The National Labor Relations Board stood up staunchly for the rights of employees Friday. In an 18-page ruling in a case called D.R. Horton, Inc. and Michael Cuda, the NLRB chairman and two members of the board held that a company may not cut off employees’ rights to collective action through private arbitration agreements. The ruling does not say employees are always entitled to litigate claims via class actions, but concludes that “employers may not compel employees to waive their [National Labor Relations Act] right to collectively pursue litigation of employment claims in all forums, arbitral and judicial.”
Early reports on the Horton decision have called it a repudiation of the U.S. Supreme Court’s June 2011 decision in AT&T Mobility v. Concepcion, which isn’t quite right. Concepcion upheld AT&T’s right to compel consumers to submit to arbitration even though a California state law seemed to permit them to bring a consumer class action. Shrewd employment lawyers subsequently pounced upon Concepcion (in combination, of course, with Wal-Mart v. Dukes) to make headway in employment class actions against their clients; according to a just-released study on employment class-action litigation by Seyfarth Shaw, Concepcion had already been cited in 215 judicial rulings by the end of 2011. But according to Cliff Palefsky of McGuinn, Hillsman & Palefsky, who advocated for employees’ rights in the Horton case, the NLRB correctly drew a distinction between the issues in Concepcion and the real issue confronting employment litigators: an apparent conflict between labor laws and the Federal Arbitration Act, which empowers corporations to enforce private employment-related arbitration agreements.

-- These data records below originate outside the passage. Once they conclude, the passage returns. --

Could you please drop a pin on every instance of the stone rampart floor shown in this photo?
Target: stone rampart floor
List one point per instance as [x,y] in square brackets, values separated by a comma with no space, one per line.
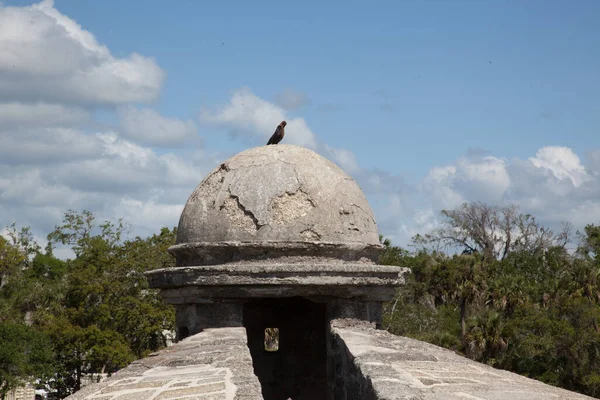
[212,365]
[403,368]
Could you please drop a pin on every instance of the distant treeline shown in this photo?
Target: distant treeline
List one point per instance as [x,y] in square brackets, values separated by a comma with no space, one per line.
[491,283]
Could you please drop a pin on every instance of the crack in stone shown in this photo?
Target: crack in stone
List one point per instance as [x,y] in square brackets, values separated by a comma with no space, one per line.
[244,210]
[368,214]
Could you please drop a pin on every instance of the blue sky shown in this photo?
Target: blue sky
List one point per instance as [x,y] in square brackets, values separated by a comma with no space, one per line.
[409,88]
[428,61]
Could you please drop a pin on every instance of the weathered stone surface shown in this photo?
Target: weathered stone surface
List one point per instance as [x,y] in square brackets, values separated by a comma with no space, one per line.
[374,364]
[214,364]
[273,197]
[182,285]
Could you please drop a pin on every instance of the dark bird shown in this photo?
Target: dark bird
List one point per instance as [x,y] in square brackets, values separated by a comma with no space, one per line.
[278,134]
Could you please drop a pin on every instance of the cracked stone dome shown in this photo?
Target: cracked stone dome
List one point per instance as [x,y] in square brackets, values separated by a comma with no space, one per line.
[272,198]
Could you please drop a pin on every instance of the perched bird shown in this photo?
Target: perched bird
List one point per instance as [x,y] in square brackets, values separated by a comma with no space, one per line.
[278,134]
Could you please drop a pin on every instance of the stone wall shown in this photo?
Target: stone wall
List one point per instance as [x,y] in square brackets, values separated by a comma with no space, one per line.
[212,365]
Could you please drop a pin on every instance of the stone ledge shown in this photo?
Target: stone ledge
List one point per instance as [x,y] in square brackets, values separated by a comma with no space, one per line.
[213,253]
[197,284]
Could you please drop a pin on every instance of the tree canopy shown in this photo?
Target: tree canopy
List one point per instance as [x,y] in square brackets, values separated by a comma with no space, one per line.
[491,283]
[515,298]
[95,312]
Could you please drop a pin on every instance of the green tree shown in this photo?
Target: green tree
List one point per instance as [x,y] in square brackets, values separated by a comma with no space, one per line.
[25,355]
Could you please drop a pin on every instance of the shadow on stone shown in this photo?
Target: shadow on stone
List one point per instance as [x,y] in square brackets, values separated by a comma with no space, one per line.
[297,369]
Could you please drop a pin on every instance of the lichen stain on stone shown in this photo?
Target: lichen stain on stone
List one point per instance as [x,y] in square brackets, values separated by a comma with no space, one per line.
[210,186]
[290,206]
[239,217]
[310,235]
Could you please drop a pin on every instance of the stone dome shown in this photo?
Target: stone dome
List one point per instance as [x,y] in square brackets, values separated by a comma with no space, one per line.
[269,196]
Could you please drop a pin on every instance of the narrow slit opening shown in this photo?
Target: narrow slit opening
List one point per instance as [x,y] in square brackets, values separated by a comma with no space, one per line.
[271,339]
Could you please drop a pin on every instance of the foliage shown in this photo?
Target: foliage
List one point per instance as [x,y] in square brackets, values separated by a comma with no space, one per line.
[24,355]
[520,302]
[96,311]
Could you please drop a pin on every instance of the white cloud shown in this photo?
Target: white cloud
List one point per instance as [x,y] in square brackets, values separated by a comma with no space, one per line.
[561,162]
[22,115]
[46,145]
[248,114]
[50,158]
[290,100]
[45,55]
[147,126]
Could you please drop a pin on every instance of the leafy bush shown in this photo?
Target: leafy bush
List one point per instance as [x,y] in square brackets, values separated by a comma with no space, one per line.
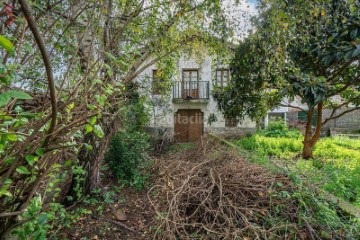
[336,167]
[279,128]
[126,156]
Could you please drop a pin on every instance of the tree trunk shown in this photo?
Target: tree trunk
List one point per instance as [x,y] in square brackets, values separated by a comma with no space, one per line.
[311,139]
[92,159]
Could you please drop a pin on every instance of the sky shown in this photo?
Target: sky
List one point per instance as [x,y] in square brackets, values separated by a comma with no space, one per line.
[239,15]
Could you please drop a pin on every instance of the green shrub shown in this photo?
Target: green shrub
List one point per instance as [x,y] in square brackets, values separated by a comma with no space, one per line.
[126,156]
[279,129]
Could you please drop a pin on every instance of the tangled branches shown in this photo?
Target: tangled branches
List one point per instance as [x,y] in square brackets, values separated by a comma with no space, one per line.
[222,196]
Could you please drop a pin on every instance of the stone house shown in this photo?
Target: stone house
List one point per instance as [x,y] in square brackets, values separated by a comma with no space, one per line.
[187,110]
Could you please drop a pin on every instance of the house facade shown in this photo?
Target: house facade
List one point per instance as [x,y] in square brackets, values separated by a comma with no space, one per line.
[187,109]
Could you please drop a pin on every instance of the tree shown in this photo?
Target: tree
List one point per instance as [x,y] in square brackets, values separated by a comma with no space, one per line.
[64,71]
[301,49]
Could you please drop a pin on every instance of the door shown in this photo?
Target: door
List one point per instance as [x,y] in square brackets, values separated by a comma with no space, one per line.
[189,125]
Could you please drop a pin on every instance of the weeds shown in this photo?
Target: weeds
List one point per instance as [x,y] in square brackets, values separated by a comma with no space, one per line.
[336,167]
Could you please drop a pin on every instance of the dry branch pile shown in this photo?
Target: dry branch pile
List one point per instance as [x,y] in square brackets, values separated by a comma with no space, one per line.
[210,193]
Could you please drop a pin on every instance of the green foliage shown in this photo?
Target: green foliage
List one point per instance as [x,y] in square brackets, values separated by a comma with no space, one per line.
[136,111]
[279,128]
[127,155]
[306,50]
[336,168]
[6,44]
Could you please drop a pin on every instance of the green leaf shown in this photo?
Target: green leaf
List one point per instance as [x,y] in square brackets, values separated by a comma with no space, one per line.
[31,159]
[6,44]
[39,152]
[5,192]
[353,33]
[11,137]
[4,99]
[88,128]
[98,131]
[92,120]
[88,146]
[22,170]
[18,94]
[68,163]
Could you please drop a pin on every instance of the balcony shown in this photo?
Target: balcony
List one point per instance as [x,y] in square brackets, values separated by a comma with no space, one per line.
[191,91]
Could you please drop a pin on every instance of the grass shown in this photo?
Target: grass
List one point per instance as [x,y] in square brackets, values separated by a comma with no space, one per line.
[335,167]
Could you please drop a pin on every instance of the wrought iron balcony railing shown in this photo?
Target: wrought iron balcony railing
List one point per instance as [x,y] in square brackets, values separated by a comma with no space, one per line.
[191,90]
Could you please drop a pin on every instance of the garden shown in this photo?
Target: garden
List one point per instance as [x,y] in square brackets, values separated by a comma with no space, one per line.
[334,168]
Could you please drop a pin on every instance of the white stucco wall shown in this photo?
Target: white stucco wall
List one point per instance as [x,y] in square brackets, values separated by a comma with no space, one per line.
[163,116]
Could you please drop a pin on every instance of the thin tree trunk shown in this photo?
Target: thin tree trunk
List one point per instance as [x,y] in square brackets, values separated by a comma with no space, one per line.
[309,139]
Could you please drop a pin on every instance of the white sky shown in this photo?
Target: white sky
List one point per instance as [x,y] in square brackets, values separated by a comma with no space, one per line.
[239,15]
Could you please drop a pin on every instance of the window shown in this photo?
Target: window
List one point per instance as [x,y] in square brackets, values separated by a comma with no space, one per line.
[157,83]
[231,122]
[222,77]
[190,75]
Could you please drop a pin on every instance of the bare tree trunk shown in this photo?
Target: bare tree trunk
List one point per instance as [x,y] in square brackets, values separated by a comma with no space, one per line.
[311,139]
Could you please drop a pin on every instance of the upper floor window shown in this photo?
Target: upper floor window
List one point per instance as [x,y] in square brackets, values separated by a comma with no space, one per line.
[157,83]
[231,122]
[222,77]
[190,75]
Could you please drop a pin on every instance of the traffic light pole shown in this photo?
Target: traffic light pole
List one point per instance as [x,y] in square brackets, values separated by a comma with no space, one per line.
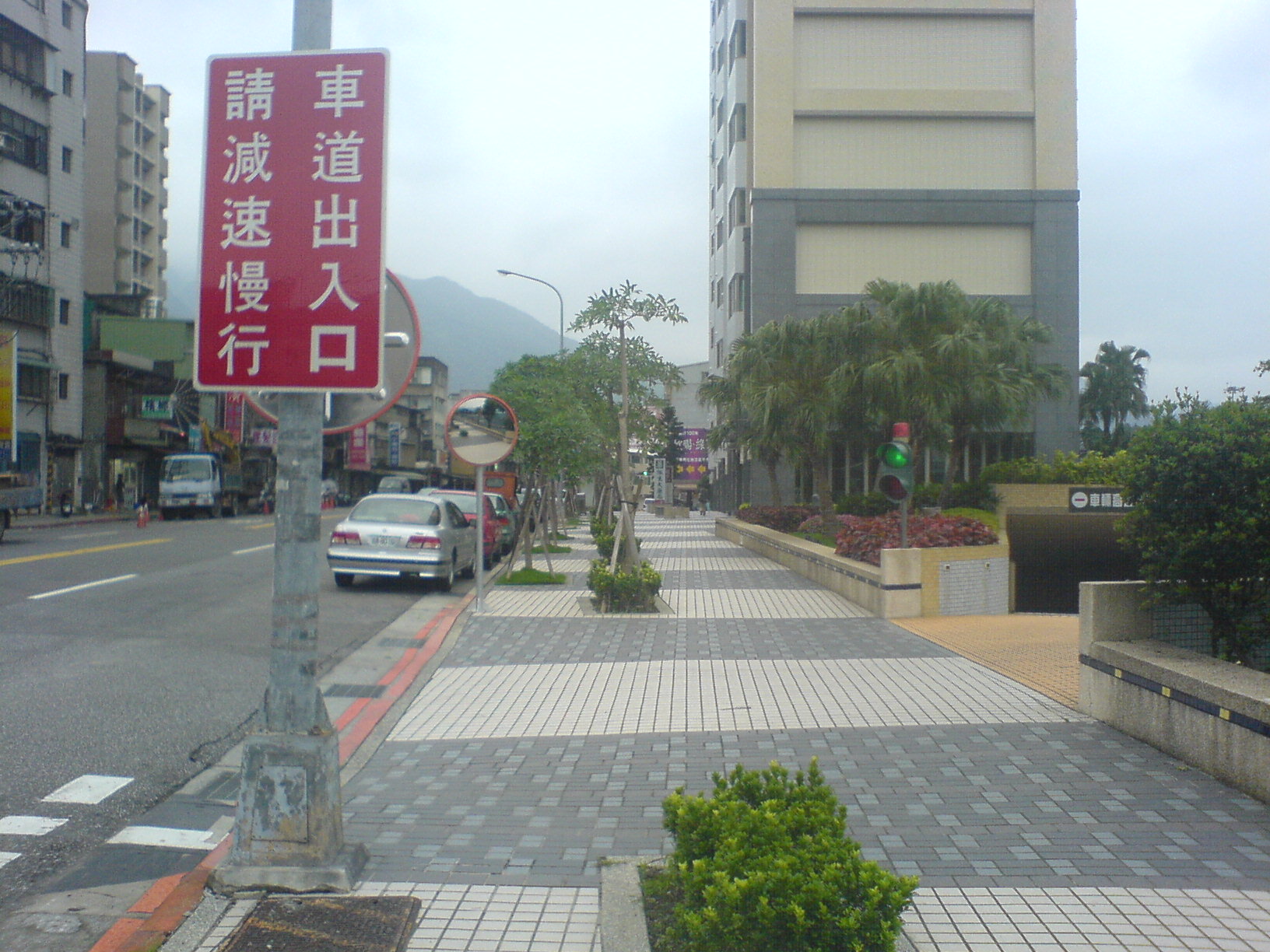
[289,828]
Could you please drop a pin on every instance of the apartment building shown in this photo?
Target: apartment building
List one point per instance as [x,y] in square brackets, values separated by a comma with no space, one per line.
[42,84]
[126,183]
[910,140]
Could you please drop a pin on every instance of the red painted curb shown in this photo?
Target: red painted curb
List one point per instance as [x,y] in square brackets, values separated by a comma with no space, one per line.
[169,900]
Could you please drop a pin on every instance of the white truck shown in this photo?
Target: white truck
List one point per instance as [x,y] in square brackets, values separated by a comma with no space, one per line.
[17,493]
[200,482]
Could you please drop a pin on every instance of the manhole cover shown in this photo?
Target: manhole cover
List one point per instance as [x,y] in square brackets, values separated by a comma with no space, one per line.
[327,924]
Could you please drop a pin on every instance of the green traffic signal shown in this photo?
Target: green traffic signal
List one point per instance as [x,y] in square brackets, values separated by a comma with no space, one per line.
[896,472]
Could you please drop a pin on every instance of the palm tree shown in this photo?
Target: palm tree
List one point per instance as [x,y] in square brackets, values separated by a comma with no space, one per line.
[952,366]
[1114,391]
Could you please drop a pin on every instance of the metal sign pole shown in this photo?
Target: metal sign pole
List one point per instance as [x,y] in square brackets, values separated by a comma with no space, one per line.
[289,829]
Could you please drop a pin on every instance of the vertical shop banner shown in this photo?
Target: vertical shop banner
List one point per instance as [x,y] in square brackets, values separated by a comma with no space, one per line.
[359,456]
[291,283]
[693,456]
[394,445]
[8,399]
[234,414]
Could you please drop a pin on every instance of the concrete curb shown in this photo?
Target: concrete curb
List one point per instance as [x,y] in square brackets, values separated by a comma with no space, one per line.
[172,914]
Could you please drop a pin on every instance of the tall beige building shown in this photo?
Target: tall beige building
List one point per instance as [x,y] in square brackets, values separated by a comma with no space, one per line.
[126,191]
[910,140]
[42,160]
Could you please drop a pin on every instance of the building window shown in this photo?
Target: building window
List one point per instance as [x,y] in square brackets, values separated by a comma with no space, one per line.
[23,140]
[32,383]
[22,54]
[20,220]
[738,208]
[737,126]
[737,292]
[737,44]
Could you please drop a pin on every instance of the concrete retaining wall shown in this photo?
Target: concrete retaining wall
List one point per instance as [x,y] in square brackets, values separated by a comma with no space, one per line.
[910,583]
[1208,713]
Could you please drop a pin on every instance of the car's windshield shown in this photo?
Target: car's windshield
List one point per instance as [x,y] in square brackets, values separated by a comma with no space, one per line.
[186,469]
[404,512]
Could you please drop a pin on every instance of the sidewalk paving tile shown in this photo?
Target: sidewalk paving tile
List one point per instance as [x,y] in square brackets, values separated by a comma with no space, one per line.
[550,735]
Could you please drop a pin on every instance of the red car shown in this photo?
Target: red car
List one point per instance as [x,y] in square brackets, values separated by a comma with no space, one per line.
[466,503]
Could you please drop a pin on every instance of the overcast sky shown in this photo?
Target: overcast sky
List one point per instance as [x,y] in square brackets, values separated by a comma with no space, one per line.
[568,140]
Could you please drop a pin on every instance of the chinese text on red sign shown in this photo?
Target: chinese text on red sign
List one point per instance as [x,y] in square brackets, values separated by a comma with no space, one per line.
[293,251]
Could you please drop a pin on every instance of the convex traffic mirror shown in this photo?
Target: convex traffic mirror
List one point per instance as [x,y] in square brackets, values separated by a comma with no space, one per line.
[482,429]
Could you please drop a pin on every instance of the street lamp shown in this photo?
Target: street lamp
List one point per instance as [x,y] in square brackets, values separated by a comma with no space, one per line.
[528,277]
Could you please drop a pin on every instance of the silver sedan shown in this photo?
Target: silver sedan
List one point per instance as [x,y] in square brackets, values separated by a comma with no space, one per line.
[403,536]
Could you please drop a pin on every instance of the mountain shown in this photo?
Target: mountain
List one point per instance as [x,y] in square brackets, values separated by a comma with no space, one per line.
[474,335]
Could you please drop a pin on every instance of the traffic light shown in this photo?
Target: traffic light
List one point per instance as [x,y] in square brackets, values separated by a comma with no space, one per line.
[896,466]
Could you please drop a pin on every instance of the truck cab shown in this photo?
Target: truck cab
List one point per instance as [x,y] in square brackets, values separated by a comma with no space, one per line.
[197,482]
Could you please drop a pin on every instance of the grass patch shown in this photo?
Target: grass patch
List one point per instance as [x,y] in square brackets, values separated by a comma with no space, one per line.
[532,576]
[983,516]
[662,893]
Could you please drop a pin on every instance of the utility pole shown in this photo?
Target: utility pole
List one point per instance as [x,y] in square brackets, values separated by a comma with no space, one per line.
[289,831]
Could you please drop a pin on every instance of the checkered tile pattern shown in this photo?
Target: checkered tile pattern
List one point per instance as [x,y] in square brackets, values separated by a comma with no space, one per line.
[550,737]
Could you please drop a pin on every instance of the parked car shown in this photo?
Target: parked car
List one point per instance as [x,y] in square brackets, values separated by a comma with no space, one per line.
[506,523]
[407,536]
[466,502]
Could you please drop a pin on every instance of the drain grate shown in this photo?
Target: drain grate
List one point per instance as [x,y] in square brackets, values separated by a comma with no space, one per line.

In D.R. Horton, the NLRB concluded that employees’ federal rights under the National Labor Relations Act and its predecessor, the Norris LaGuardia Act, include the absolute right to collective action — either through a consolidated arbitration or a class action. It’s important to remember that in the D.R. Horton arbitration agreement at the heart of the case, Horton employees had to agree to adjudicate claims through binding, individualized arbitration and to waive any right to bring class action claims. The board balanced Horton’s rights under the Arbitration Act against its employees’ rights under the NLRA, and found that public policy and accommodation analysis favor employees.
“Holding that an employer violates the NLRA by requiring employees, as a condition of employment, to waive their right to pursue collective legal redress in both judicial and arbitral forums accommodates the policies underlying both the NLRA and the FAA to the greatest extent possible,” the ruling said.
The NLRB took care to note that it was not specifically ordering Horton to permit employees to bring classwide arbitrations or class actions — rather, it was preventing it from barring both routes to collective action. “We need not and do not mandate class arbitration in order to protect employees’ rights under the NLRA,” the ruling said. “So long as the employer leaves open a judicial forum for class and collective claims, employees’ NLRA rights are preserved without requiring the availability of classwide arbitration. Employers remain free to insist that arbitral proceedings be conducted on an individual basis.”